4° D'avoir, ayant trouvé des bêtes venimeuses dans les
entrailles d'une de ses propres vaches, laissé son chien les manger au lieu
de les porter à exorciser par les pères capucins comme elle avait dit qu'elle
ferait. L'un des témoins déclare avoir vu ces bêtes déjà déposées dans un pot
: une avait la forme d'un crapaud, une autre la forme d'une couleuvre
avec deux têtes et la troisième avait le groin d'un cochon "
(ibidem, p.517)*. Le déposant avait offert de brûler ces bêtes dans son
jardin ; mais l'accusée avait dit que dans ce cas toutes leurs autres
vaches viendraient à mourir, et qu'il valait mieux les porter aux
capucins.
5° D'avoir maléficié une voisine qui était venue lui acheter de
la crème bouillie et, l'ayant mangée, se serait sentie atteinte de maux
d'estomac et de ventre "qui auraient continué jusqu'à ce qu'ayant été avertie
que le meilleur moyen de se guérir des maladies des sorcières était
de prendre deux fois de leurs objets", lui a acheté de nouveau de la
crème bouillie ; et cette fois après l'avoir mangée, elle aurait été
guérie.
Ce procédé de guérison par redoublement paraît assez rare, du
moins je ne le vois pas signalé ailleurs dans le Nord. La transmission du mal
par contact est bien visible dans les deux premières accusations on
remarquera aussi la puissance contraire attribuée aux capucins, croyance assez
répandue dans toute la France et en Belgique ; et enfin que Jeanne Delecluse
semble avoir cru elle-même à la sorcellerie au moins autant que ses
voisins.
La procédure ajoute que déjà sa mère avait maléficié et fait
mourir une vache. Mais Sur tous les points de sorcellerie, l'accusée persista
dans ses dénégations, même après une première question préalable. C'est
sur le reste seulement (hérésie) qu'on réussit à la faire avouer. Les juges de
Béthune confirmèrent l'arrêt des échevins de Merville.

Dans les détails
de ce procès il y en a un qui n'est intelligible que si l'on se rappelle la
croyance très répandue au Moyen-Age que certaines maladies, et
principalement la rage, étaient dues à l'existence dans l'estomac ou les
intestins d1un animal, de vers ou de serpents. A propos des procédés de
guérison de la rage, en Allemagne et dans les pays de langue allemande,
Alfred Martin rappelle que Pline croyait la rage des chiens due à ce qu'ils
avaient un ver dans la langue ; de son Histoire Naturelle cette croyance a
passé dans un grand nombre de traités de l'Ars Venatoria du Moyen-Age, puis
dans des ordonnances municipales et des codes coutumiers locaux (Martin,
Tollwutbe-koempfung, pp. 53-57). Une opinion aussi répandue, qui subsiste
dans les campagnes françaises, est que parfois la rage est due à un ver situé
au bout de la queue des chiens et des chats. Mais souvent aussi on croyait la
cause vivante du mal localisée dans le ventre.
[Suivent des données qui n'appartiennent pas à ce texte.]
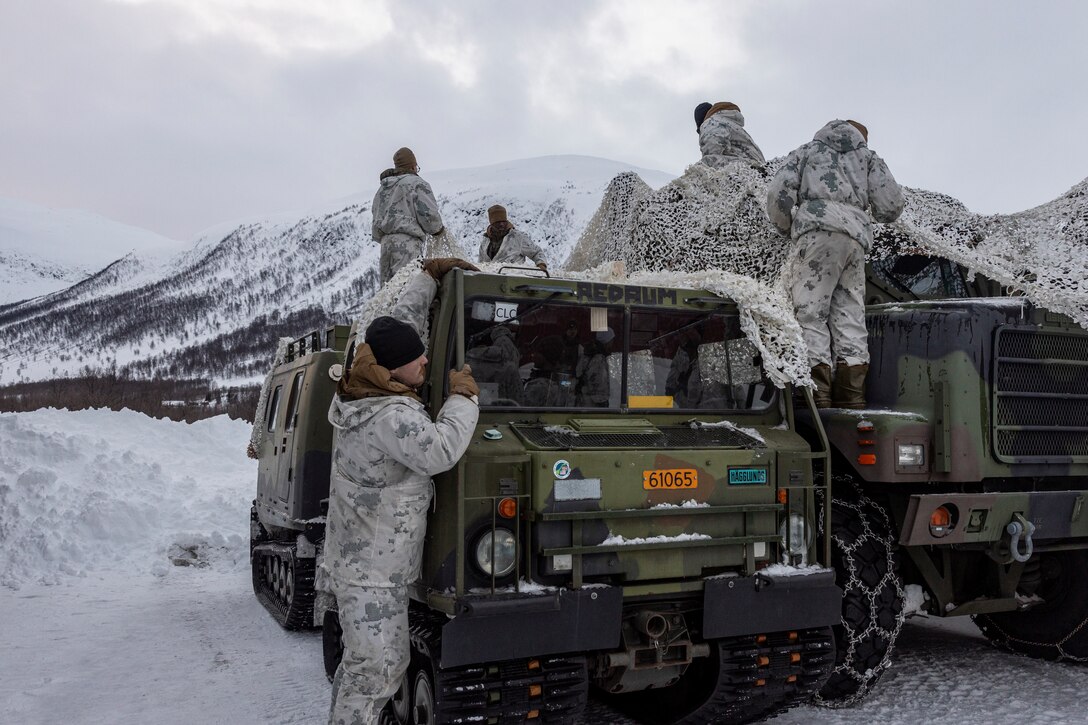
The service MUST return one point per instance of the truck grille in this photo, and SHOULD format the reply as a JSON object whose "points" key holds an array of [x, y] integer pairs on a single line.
{"points": [[1040, 396], [675, 437]]}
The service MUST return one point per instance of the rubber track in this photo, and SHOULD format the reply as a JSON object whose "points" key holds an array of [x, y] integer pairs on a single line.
{"points": [[746, 691], [297, 613], [467, 695]]}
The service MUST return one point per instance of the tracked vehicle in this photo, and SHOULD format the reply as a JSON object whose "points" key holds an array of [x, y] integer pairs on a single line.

Ainsi l'abbé Huyghebaert cite un
texte flamand date de l'an 1134 et émanant de l'autorité ecclésiastique de
Malines, ou il est dit qu'un "loup enragé qui portait dans son corps trois
serpents vivants a quitte son repaire traditionnel et parcourt les champs"...
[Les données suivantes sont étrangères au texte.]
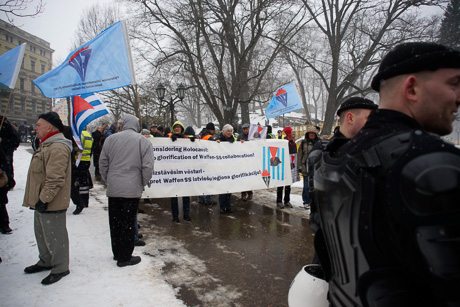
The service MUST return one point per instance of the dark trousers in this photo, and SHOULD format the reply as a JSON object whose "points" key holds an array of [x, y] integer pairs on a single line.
{"points": [[96, 163], [4, 218], [225, 201], [175, 206], [122, 215], [287, 194]]}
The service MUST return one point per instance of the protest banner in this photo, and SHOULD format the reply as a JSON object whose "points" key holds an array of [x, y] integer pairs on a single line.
{"points": [[185, 168]]}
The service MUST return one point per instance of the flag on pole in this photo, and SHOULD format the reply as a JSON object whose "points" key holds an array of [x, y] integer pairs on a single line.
{"points": [[257, 132], [104, 63], [10, 63], [84, 109], [285, 100]]}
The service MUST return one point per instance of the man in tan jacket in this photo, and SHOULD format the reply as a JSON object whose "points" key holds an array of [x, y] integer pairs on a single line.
{"points": [[48, 193]]}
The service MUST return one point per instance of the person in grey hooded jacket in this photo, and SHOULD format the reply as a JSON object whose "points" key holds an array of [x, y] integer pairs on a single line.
{"points": [[126, 166]]}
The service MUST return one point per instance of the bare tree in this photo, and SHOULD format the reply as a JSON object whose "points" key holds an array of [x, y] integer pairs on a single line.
{"points": [[21, 8], [220, 44], [353, 35]]}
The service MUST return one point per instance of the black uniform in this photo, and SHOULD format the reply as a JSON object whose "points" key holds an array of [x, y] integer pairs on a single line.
{"points": [[390, 216]]}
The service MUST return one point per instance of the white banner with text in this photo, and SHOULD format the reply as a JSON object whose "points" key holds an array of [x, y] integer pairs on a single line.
{"points": [[185, 168]]}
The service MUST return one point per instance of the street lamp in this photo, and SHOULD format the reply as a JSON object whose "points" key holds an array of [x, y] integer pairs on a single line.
{"points": [[161, 91]]}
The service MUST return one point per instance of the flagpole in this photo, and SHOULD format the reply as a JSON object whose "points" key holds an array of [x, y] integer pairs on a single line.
{"points": [[6, 109], [138, 106]]}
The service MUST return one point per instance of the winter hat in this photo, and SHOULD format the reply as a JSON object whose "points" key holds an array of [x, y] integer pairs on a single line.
{"points": [[414, 57], [210, 126], [189, 131], [53, 119], [356, 103], [287, 131]]}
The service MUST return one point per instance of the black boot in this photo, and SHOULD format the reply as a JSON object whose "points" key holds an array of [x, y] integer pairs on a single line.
{"points": [[78, 210]]}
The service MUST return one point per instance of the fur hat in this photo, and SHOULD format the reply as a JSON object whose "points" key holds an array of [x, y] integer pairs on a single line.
{"points": [[356, 103], [287, 131], [53, 119], [210, 126], [415, 57]]}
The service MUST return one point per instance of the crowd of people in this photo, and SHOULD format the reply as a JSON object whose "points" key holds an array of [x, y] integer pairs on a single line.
{"points": [[382, 191]]}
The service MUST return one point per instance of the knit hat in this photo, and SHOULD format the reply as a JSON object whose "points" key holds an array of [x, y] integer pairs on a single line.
{"points": [[414, 57], [287, 131], [356, 103], [210, 126], [53, 119], [189, 131]]}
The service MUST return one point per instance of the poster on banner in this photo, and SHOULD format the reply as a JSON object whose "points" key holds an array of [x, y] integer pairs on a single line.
{"points": [[294, 170], [184, 168], [257, 132]]}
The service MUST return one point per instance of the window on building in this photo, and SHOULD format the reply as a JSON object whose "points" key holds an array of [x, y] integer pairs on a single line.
{"points": [[23, 104]]}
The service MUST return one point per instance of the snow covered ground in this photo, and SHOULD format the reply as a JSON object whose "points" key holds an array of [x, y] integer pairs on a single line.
{"points": [[95, 280]]}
Finalement quatre hommes courageux parvinrent à capturer ce loup ; quand on
l'a ouvert, il a donné par les serpents la preuve de sa méchanceté.
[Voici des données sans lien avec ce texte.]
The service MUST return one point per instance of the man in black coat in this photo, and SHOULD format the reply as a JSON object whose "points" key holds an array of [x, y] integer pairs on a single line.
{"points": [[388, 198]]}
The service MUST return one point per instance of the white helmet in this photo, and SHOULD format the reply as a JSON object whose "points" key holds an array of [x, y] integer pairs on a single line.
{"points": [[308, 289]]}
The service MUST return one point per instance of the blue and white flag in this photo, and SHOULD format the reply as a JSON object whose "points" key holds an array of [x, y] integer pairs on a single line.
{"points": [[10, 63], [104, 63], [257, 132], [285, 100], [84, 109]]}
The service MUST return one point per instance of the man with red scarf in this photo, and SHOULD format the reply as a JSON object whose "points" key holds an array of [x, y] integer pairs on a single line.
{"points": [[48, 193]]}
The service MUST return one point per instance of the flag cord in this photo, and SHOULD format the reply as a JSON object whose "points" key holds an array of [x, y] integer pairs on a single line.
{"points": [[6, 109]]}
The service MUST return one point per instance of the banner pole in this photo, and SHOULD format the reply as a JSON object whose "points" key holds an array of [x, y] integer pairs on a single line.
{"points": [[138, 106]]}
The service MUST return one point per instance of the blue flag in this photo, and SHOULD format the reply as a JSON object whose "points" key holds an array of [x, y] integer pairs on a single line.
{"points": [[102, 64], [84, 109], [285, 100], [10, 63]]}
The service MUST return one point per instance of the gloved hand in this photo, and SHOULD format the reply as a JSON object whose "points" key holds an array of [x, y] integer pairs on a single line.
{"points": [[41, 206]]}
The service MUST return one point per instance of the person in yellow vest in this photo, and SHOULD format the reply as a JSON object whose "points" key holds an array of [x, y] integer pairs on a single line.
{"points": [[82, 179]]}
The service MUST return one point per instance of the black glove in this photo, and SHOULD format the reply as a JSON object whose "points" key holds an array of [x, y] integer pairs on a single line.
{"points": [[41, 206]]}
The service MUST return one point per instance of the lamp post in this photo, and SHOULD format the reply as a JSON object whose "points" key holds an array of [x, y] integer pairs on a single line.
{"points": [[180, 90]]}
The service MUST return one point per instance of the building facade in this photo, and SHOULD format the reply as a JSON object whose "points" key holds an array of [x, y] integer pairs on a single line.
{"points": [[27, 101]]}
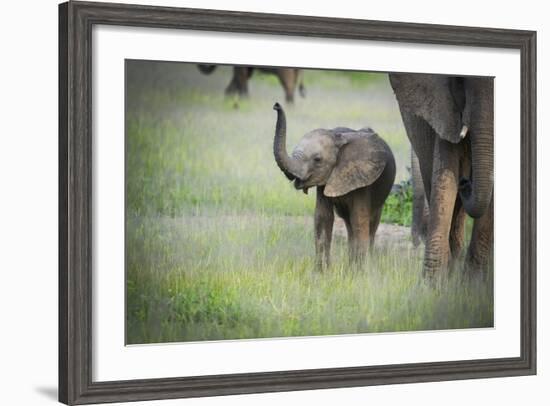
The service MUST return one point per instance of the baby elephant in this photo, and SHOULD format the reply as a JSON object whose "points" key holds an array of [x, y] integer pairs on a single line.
{"points": [[353, 172]]}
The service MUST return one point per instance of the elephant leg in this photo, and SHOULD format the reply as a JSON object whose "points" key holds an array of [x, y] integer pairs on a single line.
{"points": [[456, 235], [323, 223], [300, 82], [422, 138], [419, 227], [373, 225], [444, 189], [360, 228], [239, 82], [481, 243]]}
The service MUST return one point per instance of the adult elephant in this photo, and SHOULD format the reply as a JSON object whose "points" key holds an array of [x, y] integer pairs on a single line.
{"points": [[290, 79], [449, 122]]}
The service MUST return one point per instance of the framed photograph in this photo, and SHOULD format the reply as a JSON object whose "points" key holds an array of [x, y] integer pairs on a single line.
{"points": [[259, 202]]}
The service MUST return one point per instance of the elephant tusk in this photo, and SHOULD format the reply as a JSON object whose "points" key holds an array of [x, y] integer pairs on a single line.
{"points": [[464, 131]]}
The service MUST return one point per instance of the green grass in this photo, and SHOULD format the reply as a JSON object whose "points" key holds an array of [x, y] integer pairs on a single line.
{"points": [[219, 244]]}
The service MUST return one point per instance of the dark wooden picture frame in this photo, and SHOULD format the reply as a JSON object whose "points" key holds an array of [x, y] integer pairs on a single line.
{"points": [[76, 20]]}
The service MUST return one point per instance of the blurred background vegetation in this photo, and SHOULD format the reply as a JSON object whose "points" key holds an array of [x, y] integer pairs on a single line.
{"points": [[220, 245]]}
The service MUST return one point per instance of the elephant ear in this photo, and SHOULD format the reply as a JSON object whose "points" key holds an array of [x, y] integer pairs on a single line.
{"points": [[360, 162], [437, 99]]}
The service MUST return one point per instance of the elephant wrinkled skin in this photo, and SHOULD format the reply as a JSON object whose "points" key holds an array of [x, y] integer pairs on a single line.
{"points": [[353, 172], [449, 122]]}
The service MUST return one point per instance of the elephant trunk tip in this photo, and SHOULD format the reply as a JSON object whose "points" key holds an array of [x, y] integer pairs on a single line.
{"points": [[463, 131]]}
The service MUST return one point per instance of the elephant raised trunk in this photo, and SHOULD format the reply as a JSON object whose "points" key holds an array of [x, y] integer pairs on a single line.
{"points": [[287, 164], [477, 192]]}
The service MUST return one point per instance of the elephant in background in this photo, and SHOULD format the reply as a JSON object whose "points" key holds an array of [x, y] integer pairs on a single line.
{"points": [[290, 78], [449, 122], [353, 172]]}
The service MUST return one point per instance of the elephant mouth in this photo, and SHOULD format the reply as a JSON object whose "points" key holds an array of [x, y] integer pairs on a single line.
{"points": [[300, 184]]}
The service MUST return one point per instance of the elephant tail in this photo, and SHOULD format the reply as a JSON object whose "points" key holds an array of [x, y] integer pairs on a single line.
{"points": [[300, 81]]}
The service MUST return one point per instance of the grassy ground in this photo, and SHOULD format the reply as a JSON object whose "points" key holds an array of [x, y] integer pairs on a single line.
{"points": [[220, 246]]}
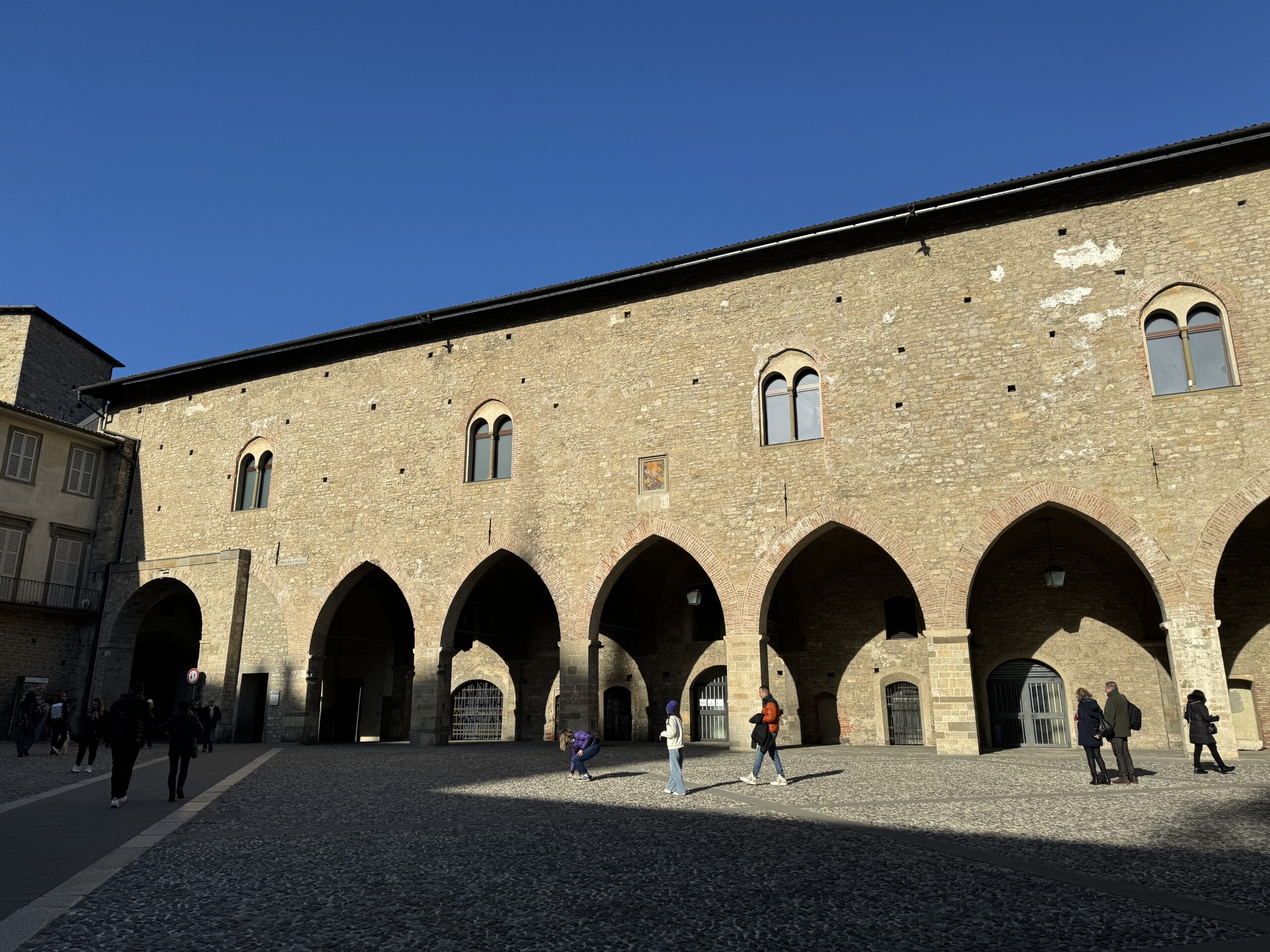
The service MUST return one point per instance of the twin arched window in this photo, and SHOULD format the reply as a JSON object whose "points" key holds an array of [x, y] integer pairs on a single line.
{"points": [[255, 474], [1187, 345], [792, 416], [489, 451]]}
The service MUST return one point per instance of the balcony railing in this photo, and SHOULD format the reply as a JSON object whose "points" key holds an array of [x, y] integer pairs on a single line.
{"points": [[28, 592]]}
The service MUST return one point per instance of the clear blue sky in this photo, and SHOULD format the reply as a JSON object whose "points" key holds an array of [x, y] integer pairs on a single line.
{"points": [[183, 179]]}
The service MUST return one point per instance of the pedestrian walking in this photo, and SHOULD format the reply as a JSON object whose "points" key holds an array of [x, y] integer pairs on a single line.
{"points": [[59, 721], [130, 724], [27, 722], [183, 733], [1089, 726], [91, 734], [1117, 729], [767, 725], [214, 719], [674, 735], [1203, 726], [583, 747]]}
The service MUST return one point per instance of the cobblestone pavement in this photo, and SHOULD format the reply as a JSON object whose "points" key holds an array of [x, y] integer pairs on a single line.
{"points": [[492, 847]]}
On pourrait donc déduire de ces documents, et d'autres
moins précis, qu'en Flandre française subsistait la croyance que tout
animal contenant des serpents, ou autres annelés et reptiles, était voué à
la rage.
*(Ibidem
:
"Religion" de Louis de Baecker) Les procès
verbaux sont conservés aux archives de Bailleul.